The nurse, whose name I found out was Patricia, hurried us along like cattle and into what I assumed to be the dining room. There was a long wooden table with a bench either side and on it were enamel cups of some sort of broth and in the middle was a basket of hard bread. At a glance, I estimated that there were about sixty women in all. At the far end of the hall there was a separate table seating about ten women who seemed to be suffering from some kind of intellectual disability and two nurses keeping watch on them. I sat down and tried to spoon some of the broth into my mouth, but I couldn’t stomach it. My throat locked and it refused to swallow. I tried dipping the bread into it when the old woman beside me grabbed my hand.

‘Don’t eat it, it’s poisoned!’

I dropped the bread instantly and at this she began to laugh mercilessly. I couldn’t tell if she was crazy or just plain cruel.

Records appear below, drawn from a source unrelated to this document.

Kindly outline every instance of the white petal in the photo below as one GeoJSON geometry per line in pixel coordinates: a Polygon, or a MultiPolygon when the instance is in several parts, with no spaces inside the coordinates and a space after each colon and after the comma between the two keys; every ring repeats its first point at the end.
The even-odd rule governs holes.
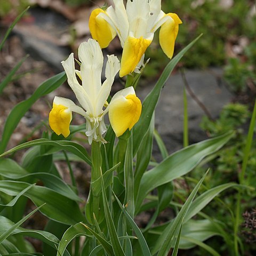
{"type": "Polygon", "coordinates": [[[108,55],[108,60],[106,66],[106,77],[100,89],[97,100],[96,113],[101,113],[102,108],[110,93],[111,87],[115,79],[115,76],[120,70],[120,62],[116,56],[108,55]]]}
{"type": "Polygon", "coordinates": [[[167,20],[170,19],[172,19],[172,18],[170,16],[165,16],[165,13],[162,11],[161,11],[160,13],[159,14],[158,17],[156,19],[156,22],[151,28],[151,32],[154,33],[159,27],[161,27],[167,20]]]}
{"type": "Polygon", "coordinates": [[[95,102],[101,86],[103,54],[99,43],[93,39],[82,43],[78,48],[81,62],[81,74],[83,87],[95,102]]]}
{"type": "Polygon", "coordinates": [[[57,105],[63,105],[69,108],[73,112],[79,114],[83,116],[86,115],[86,112],[80,107],[76,106],[72,100],[66,98],[55,96],[53,103],[57,105]]]}
{"type": "Polygon", "coordinates": [[[126,12],[130,25],[130,32],[137,38],[145,38],[149,18],[149,4],[147,0],[127,1],[126,12]]]}
{"type": "Polygon", "coordinates": [[[68,83],[73,90],[79,103],[86,110],[91,109],[92,106],[90,98],[76,79],[75,70],[74,53],[71,53],[68,59],[61,61],[68,77],[68,83]]]}
{"type": "Polygon", "coordinates": [[[117,24],[121,37],[124,42],[128,36],[129,22],[123,0],[113,0],[115,4],[115,12],[116,14],[117,24]]]}
{"type": "Polygon", "coordinates": [[[125,98],[127,95],[130,94],[135,94],[134,89],[132,86],[127,87],[124,89],[118,91],[112,98],[109,105],[111,104],[112,101],[115,100],[117,98],[125,98]]]}
{"type": "Polygon", "coordinates": [[[159,17],[161,12],[161,0],[149,0],[149,19],[148,23],[149,30],[162,18],[162,16],[159,17]]]}

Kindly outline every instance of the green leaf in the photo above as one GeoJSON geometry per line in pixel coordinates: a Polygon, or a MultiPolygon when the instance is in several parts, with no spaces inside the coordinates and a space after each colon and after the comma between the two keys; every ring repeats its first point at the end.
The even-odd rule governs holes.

‘Leave her alone, Agatha.’

I looked around to find the speaker of these words and was surprised to see a young woman, scarcely twenty by my reckoning, who spoke with an authority beyond her years. I nodded my thanks. It was hard to tell how old any of my cohabitants were, given their state of dress and the mental toll it took being in a place like this.

‘My name is Mary,’ she said, with a gentleness I hadn’t expected. ‘Why are you here?’

‘My brother—’ I found I could not finish the sentence for fear I would burst into tears.